Il ministro dell’Interno francese Gerald Darmanin, in accordo con il ministro delegato per la cittadinanza Marlene Schiappa, hanno annunciato che i cinque membri della famiglia della ragazza bosniaca picchiata e rasata per essersi innamorata di un cristiano serbo, sono stati espulsi questa mattina dalla Francia.
Si tratta dei genitori della giovane e degli altri tre figli, hanno precisato i collaboratori del ministro.
Il 17 agosto, dopo aver annunciato l’intenzione di sposare Dusan, 20 anni, Selma, 17 anni, era stata picchiata dai genitori bosniaci musulmani, ma anche dallo zio e dalla zia, che hanno lo status di rifugiati.
La vicenda aveva suscitato grande commozione in Francia e all’estero, ricordando in particolare la violenza interetnica e religiosa perpetrata negli anni ’90 durante la dissoluzione dell’ex Jugoslavia.
Questo le dichiarazioni del ministro in un comunicato: “Dato che ci eravamo impegnati con Marlene Schiappa (Ministro delegato per la cittadinanza,), la famiglia che ha aggredito vigliaccamente la figlia e la nipote picchiandola e arrivando al punto da rasarla con la forza perché era innamorata di un ragazzo di un’altra fede, è stata espulsa questa mattina”, ha annunciato il ministro in un comunicato.

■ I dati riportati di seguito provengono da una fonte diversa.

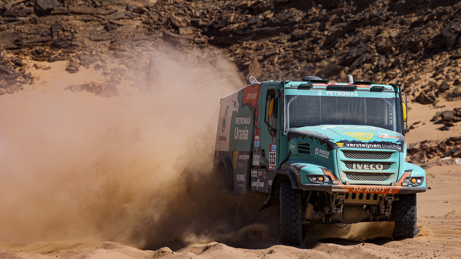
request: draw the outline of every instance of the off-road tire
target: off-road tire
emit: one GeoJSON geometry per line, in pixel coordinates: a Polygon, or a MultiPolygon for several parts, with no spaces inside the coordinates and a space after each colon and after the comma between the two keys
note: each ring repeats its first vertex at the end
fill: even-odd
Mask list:
{"type": "Polygon", "coordinates": [[[302,242],[301,194],[289,182],[280,184],[280,241],[294,246],[302,242]]]}
{"type": "Polygon", "coordinates": [[[394,203],[396,225],[394,239],[411,238],[418,234],[416,229],[416,194],[399,195],[398,200],[394,203]]]}

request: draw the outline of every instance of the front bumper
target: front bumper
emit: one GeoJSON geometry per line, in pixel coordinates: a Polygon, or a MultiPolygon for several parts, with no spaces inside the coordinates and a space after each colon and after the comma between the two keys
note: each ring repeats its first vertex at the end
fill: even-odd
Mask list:
{"type": "Polygon", "coordinates": [[[303,189],[324,192],[382,194],[407,194],[422,193],[427,186],[390,186],[383,185],[346,185],[344,184],[301,184],[303,189]]]}

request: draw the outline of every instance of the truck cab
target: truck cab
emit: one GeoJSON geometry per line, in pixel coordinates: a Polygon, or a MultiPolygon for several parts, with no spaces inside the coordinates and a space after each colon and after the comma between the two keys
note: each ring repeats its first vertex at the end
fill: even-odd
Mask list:
{"type": "Polygon", "coordinates": [[[283,242],[300,244],[309,224],[394,221],[394,238],[417,234],[427,187],[405,162],[401,86],[348,79],[254,78],[221,100],[214,172],[236,194],[269,194],[262,209],[279,204],[283,242]]]}

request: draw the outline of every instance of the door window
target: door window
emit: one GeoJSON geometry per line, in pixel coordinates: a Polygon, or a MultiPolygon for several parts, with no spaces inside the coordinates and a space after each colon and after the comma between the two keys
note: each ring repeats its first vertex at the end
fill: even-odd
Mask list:
{"type": "Polygon", "coordinates": [[[279,96],[280,92],[278,89],[269,89],[267,90],[267,97],[266,102],[266,119],[264,123],[267,125],[267,130],[271,136],[277,135],[279,96]]]}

A fine agosto, Darmarin aveva assicurato una procedura di espulsione “non appena terminato il procedimento giudiziario”.
Arrestati al termine del processo ieri sera, i cinque membri della famiglia sono stati scortati al centro di detenzione amministrativa di Metz, poi questa mattina a Nancy da dove sono partiti per Sarajevo.

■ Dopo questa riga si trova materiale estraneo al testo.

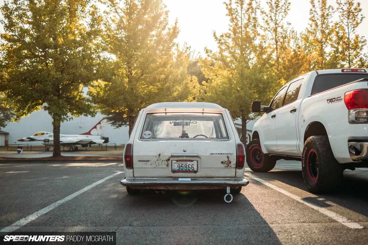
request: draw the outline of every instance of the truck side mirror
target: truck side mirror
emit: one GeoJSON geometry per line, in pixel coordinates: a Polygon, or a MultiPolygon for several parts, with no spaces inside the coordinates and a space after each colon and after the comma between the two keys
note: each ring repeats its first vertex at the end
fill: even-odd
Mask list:
{"type": "Polygon", "coordinates": [[[251,111],[256,113],[261,113],[261,101],[255,100],[252,102],[251,105],[251,111]]]}

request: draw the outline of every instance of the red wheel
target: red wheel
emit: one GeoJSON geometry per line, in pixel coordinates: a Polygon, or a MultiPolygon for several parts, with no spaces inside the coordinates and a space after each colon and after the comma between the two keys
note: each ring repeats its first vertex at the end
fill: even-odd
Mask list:
{"type": "Polygon", "coordinates": [[[331,192],[341,184],[344,169],[335,159],[327,136],[308,138],[302,157],[303,178],[311,192],[331,192]]]}
{"type": "Polygon", "coordinates": [[[276,159],[262,151],[259,140],[253,140],[247,146],[247,164],[255,172],[267,172],[276,164],[276,159]]]}

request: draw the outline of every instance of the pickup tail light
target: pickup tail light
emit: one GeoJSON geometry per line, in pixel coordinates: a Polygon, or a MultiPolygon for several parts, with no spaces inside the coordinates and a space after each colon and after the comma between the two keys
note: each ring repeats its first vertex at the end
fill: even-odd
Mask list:
{"type": "Polygon", "coordinates": [[[237,145],[236,167],[241,169],[244,166],[245,161],[245,154],[244,154],[244,147],[242,144],[238,144],[237,145]]]}
{"type": "Polygon", "coordinates": [[[131,169],[133,167],[133,145],[131,144],[127,144],[125,147],[124,160],[126,168],[131,169]]]}
{"type": "Polygon", "coordinates": [[[347,92],[344,101],[349,110],[349,123],[368,123],[368,89],[347,92]]]}

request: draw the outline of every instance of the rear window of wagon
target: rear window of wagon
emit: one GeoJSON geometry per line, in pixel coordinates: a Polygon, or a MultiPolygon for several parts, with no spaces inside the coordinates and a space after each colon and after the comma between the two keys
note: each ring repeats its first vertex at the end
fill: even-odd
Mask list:
{"type": "Polygon", "coordinates": [[[229,139],[222,114],[202,112],[149,113],[141,140],[229,139]]]}

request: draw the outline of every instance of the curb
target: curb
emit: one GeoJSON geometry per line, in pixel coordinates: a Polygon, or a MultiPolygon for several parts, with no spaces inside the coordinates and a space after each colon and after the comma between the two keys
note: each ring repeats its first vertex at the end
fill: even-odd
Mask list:
{"type": "Polygon", "coordinates": [[[4,159],[0,160],[0,164],[4,163],[123,163],[122,159],[4,159]]]}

Il giorno prima, in serata, erano stati condannati in primo grado per “violenza su minore in presenza di minorenni (gli altri figli della coppia)” a un anno di reclusione con quattro mesi di condizionale”.

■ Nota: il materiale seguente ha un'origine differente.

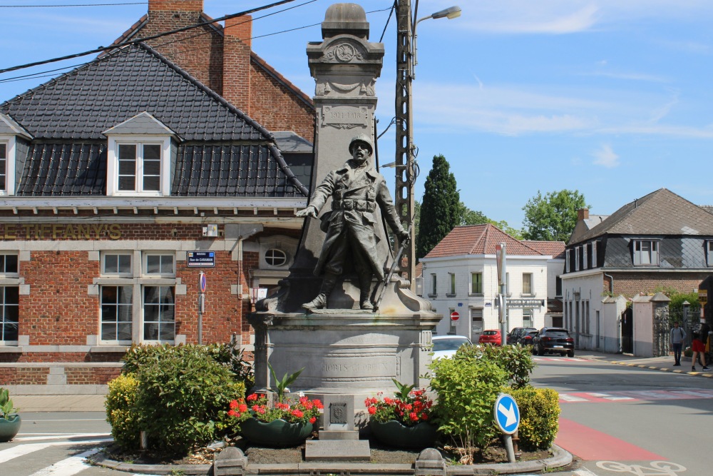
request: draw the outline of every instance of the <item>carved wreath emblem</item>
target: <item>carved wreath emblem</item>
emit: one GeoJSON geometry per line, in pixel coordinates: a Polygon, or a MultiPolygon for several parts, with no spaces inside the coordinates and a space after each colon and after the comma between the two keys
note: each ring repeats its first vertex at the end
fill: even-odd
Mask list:
{"type": "Polygon", "coordinates": [[[359,61],[363,61],[364,59],[361,54],[349,43],[341,43],[337,45],[326,54],[326,56],[327,60],[333,61],[336,59],[341,63],[349,63],[354,58],[359,61]]]}

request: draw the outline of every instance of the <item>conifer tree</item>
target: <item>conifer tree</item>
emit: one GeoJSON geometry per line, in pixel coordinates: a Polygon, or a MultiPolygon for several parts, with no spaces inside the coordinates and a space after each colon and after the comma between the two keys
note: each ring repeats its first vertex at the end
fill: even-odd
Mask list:
{"type": "Polygon", "coordinates": [[[416,255],[423,258],[461,224],[461,196],[456,177],[443,156],[434,157],[434,165],[426,178],[421,219],[416,240],[416,255]]]}

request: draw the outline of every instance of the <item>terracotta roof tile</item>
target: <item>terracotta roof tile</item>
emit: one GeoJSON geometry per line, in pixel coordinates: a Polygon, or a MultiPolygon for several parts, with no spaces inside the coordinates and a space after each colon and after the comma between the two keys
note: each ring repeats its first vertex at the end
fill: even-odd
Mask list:
{"type": "Polygon", "coordinates": [[[496,245],[501,243],[506,244],[508,255],[531,256],[545,254],[528,245],[525,242],[513,238],[498,227],[488,223],[456,226],[426,255],[426,258],[494,255],[496,245]]]}

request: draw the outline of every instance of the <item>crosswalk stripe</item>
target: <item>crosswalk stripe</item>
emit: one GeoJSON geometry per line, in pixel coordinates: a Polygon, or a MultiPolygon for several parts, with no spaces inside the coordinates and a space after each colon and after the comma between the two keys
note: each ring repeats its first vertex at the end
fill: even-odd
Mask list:
{"type": "Polygon", "coordinates": [[[14,460],[25,455],[40,450],[44,450],[50,446],[62,446],[63,445],[91,445],[95,443],[105,443],[113,441],[111,438],[101,438],[99,440],[87,440],[86,441],[51,441],[46,443],[29,443],[27,445],[18,445],[7,450],[0,450],[0,463],[14,460]]]}
{"type": "Polygon", "coordinates": [[[39,440],[61,440],[62,438],[73,438],[76,441],[80,438],[96,438],[97,437],[111,436],[107,433],[20,433],[21,435],[36,435],[37,436],[21,436],[13,438],[13,441],[37,441],[39,440]]]}
{"type": "Polygon", "coordinates": [[[43,467],[39,471],[32,473],[30,476],[73,476],[88,467],[84,462],[84,458],[98,452],[99,449],[95,448],[71,456],[68,458],[43,467]]]}

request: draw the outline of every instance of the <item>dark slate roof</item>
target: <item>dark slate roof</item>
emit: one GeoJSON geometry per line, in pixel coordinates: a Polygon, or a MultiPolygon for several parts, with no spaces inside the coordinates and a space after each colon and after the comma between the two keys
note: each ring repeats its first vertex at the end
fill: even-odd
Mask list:
{"type": "Polygon", "coordinates": [[[21,94],[0,104],[0,113],[35,139],[18,196],[106,195],[102,133],[149,116],[181,141],[173,196],[309,194],[265,128],[145,44],[116,50],[21,94]]]}
{"type": "Polygon", "coordinates": [[[6,114],[0,114],[0,134],[19,135],[31,138],[29,133],[6,114]]]}
{"type": "Polygon", "coordinates": [[[0,113],[45,139],[105,139],[103,131],[143,111],[186,141],[272,141],[255,121],[143,44],[0,104],[0,113]]]}
{"type": "Polygon", "coordinates": [[[713,235],[713,216],[699,206],[660,188],[627,203],[568,245],[605,234],[635,236],[713,235]]]}

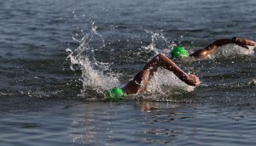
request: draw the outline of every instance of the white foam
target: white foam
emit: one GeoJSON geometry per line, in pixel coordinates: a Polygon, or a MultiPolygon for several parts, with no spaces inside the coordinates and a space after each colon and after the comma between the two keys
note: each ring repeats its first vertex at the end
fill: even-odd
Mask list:
{"type": "Polygon", "coordinates": [[[249,49],[238,46],[236,44],[230,43],[218,47],[215,53],[210,55],[211,59],[219,58],[219,57],[228,57],[233,55],[252,55],[254,53],[253,47],[249,49]]]}
{"type": "Polygon", "coordinates": [[[148,89],[152,93],[169,92],[177,89],[191,92],[195,87],[187,85],[172,72],[160,69],[149,81],[148,89]]]}

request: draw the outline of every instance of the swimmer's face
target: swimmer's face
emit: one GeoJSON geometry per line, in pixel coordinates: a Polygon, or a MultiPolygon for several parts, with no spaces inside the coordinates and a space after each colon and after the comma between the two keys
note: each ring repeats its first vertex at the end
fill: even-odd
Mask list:
{"type": "Polygon", "coordinates": [[[189,53],[184,47],[177,46],[171,50],[172,59],[182,59],[189,57],[189,53]]]}

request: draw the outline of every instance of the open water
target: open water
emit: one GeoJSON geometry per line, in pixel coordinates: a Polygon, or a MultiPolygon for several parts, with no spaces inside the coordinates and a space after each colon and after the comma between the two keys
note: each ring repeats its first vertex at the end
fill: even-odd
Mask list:
{"type": "Polygon", "coordinates": [[[174,60],[148,95],[104,102],[152,57],[219,38],[256,40],[254,0],[0,2],[0,145],[255,145],[256,61],[228,45],[174,60]]]}

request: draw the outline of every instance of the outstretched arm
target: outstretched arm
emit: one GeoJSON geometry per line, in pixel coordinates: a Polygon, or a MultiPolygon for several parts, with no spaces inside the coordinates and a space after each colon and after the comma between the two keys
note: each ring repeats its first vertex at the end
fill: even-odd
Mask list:
{"type": "Polygon", "coordinates": [[[148,83],[159,67],[163,67],[172,71],[180,80],[188,85],[195,87],[200,85],[200,81],[196,76],[186,74],[166,55],[158,54],[145,65],[143,70],[139,71],[133,80],[123,87],[123,90],[127,94],[147,93],[148,83]]]}
{"type": "Polygon", "coordinates": [[[200,58],[200,59],[206,59],[210,54],[213,53],[218,47],[226,45],[229,43],[236,43],[245,48],[248,48],[247,46],[256,46],[255,42],[242,37],[233,37],[232,39],[220,39],[213,42],[212,44],[208,45],[205,48],[195,51],[195,53],[190,54],[190,56],[200,58]]]}

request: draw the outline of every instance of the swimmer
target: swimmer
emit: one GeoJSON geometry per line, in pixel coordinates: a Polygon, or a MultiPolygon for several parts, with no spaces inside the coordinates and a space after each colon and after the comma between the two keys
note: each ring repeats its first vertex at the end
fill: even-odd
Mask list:
{"type": "MultiPolygon", "coordinates": [[[[172,59],[185,58],[192,56],[199,59],[207,59],[214,53],[218,47],[229,43],[236,43],[241,47],[248,49],[248,46],[255,46],[256,42],[241,37],[233,37],[232,39],[219,39],[213,42],[205,48],[199,49],[195,53],[189,54],[183,47],[176,47],[171,53],[172,59]]],[[[124,87],[114,87],[109,93],[110,97],[121,98],[124,94],[148,93],[148,83],[153,76],[156,73],[159,67],[163,67],[169,71],[173,72],[181,81],[190,86],[198,87],[200,85],[199,78],[195,75],[187,74],[182,70],[171,59],[164,54],[158,54],[148,61],[143,70],[137,73],[132,81],[124,87]]],[[[109,97],[109,96],[108,96],[109,97]]]]}
{"type": "Polygon", "coordinates": [[[195,51],[190,55],[189,55],[188,52],[185,50],[183,47],[178,47],[178,48],[175,48],[172,52],[172,58],[174,59],[174,58],[184,58],[184,57],[192,56],[199,59],[207,59],[209,55],[212,54],[218,47],[229,43],[235,43],[247,49],[249,48],[248,48],[249,46],[256,47],[255,42],[247,38],[233,37],[232,39],[219,39],[209,44],[205,48],[201,48],[195,51]]]}
{"type": "Polygon", "coordinates": [[[168,57],[164,54],[158,54],[148,61],[127,85],[122,88],[114,87],[110,91],[110,97],[119,98],[124,94],[143,94],[149,93],[148,83],[156,73],[159,67],[163,67],[173,72],[181,81],[188,85],[195,87],[200,85],[199,78],[195,75],[185,73],[168,57]]]}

Il movente religioso della violenza, invece, non è stato mantenuto, nonostante le dichiarazioni della giovane.
L’avvocato della coppia, Catherine Bresson, ha ammesso che l’espulsione è “legale” e di non avere “mezzi legali per opporsi”.
Ai genitori di Selma, arrivati nel 2018, era stato rifiutato l’asilo nel dicembre 2019.
I suoi clienti, ha spiegato, avevano “firmato i documenti per tornare nel loro Paese ben prima dei fatti”, ma il rimpatrio era stato rinviato per il Covid e per questioni amministrative. “Non avevano bisogno di Darmanin”, ha detto la legale.